Los mejores pueblos de España para amantes de la historia
Si algo une a los pueblos históricos que vamos a ver, es la inmersión que nos brindan en el pasado de nuestro país. Escenarios privilegiados por diferentes razones, cada uno de ellos tiene algo especial que contar a los aficionados a la historia.
6 pueblos españoles donde vivir una escapada histórica
Trujillo (Cáceres)
La hermosa Trujillo está ligada para siempre al nombre de algunos de los protagonistas de la exploración y conquista de América. Los Pizarro, Orellana, Loayza y varios más escribieron el nombre de su localidad natal en la historia de España y de América.
El impresionante castillo, la plaza renacentista y los numerosos palacios hacen de Trujillo, además, un conjunto monumental de primer orden, un lugar donde la historia se viste de gala.
Covarrubias (Burgos)
Covarrubias no solo es la cuna de Castilla, sino uno de los pueblos más bonitos de España. El impresionante torreón de Fernán González, la muralla o la iglesia de San Cosme y San Damián (donde reposa una princesa vikinga) nos transportan a una época legendaria.

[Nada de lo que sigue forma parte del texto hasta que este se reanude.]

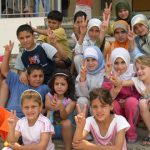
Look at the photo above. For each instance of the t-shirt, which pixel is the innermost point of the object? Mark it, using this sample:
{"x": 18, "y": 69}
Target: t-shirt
{"x": 42, "y": 54}
{"x": 139, "y": 85}
{"x": 16, "y": 89}
{"x": 32, "y": 134}
{"x": 61, "y": 38}
{"x": 118, "y": 123}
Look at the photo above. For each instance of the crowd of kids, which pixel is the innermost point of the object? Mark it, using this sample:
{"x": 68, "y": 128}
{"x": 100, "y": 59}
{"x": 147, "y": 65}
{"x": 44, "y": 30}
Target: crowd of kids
{"x": 106, "y": 97}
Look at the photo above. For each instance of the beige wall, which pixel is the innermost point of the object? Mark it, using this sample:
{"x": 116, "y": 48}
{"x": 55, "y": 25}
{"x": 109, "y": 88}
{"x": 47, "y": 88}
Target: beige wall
{"x": 96, "y": 8}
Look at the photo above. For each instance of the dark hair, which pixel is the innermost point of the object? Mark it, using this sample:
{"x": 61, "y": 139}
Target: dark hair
{"x": 55, "y": 15}
{"x": 102, "y": 94}
{"x": 79, "y": 14}
{"x": 24, "y": 27}
{"x": 70, "y": 93}
{"x": 33, "y": 67}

En este fascinante pueblo histórico nos llegan ecos de la infanta Urraca que, cuenta la leyenda, se encuentra emparedada en la torre, así como la animación popular que se respira en la bonita arquitectura vernácula, llena de casas con entramados de madera.
Besalú (Girona)
Con su famoso puente medieval y uno de los conjuntos más fotogénicos de la península, Besalú parece detenido en algún momento del Medievo. En su momento, la localidad fue un destacado centro político y cultural, del que quedan también buenos ejemplos de arquitectura románica y un interesante barrio judío.
Olite (Navarra)
Con el impresionante castillo-palacio medieval como joya más destacada, Olite nos traslada a la época en que fue sede real de los reyes de Navarra. Las calles empedradas y el ambiente entero de la localidad lo convierten en un lugar inspirador, impregnado de la magia de la historia.

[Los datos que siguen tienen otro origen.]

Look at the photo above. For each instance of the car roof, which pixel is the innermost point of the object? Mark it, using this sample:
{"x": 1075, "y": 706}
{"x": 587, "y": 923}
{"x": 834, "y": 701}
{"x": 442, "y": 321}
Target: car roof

Más allá del Palacio Real, no hay que perderse las dos iglesias, el convento de San Francisco o la torre del Chapitel, todo un icono local.
Medinaceli (Soria)
Medinaceli no solo cuenta con el único arco romano de tres vanos, sino que su admirable historia abarca desde los tiempos celtíberos hasta la época en que Castilla y Aragón se disputaban estas tierras. Sin olvidar, por supuesto, la importancia que tuvo durante su época andalusí.

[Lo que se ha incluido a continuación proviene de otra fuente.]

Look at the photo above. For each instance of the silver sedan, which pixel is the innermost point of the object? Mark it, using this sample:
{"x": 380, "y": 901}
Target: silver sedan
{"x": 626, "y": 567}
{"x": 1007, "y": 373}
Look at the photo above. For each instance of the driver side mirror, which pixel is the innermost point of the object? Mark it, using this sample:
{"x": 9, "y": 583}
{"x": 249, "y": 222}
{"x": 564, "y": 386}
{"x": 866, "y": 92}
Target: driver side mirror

Hoy, Medinaceli nos mira desde lo alto de su colina, y sigue siendo uno de los mejores pueblos de España para comprender nuestra historia. Además, la esmerada conservación de su núcleo histórico, con una plaza mayor extraordinaria, convierte la visita en una delicia.
Peñíscola (Castellón)
Peñíscola está unida para siempre al destino del antipapa Benedicto XIII, protagonista de las turbulencias históricas que supusieron el Cisma de Occidente. El castillo del Papa Luna nos recuerda aquellos tiempos, en contraste con un encantador entorno mediterráneo que une historia y paisaje como pocos.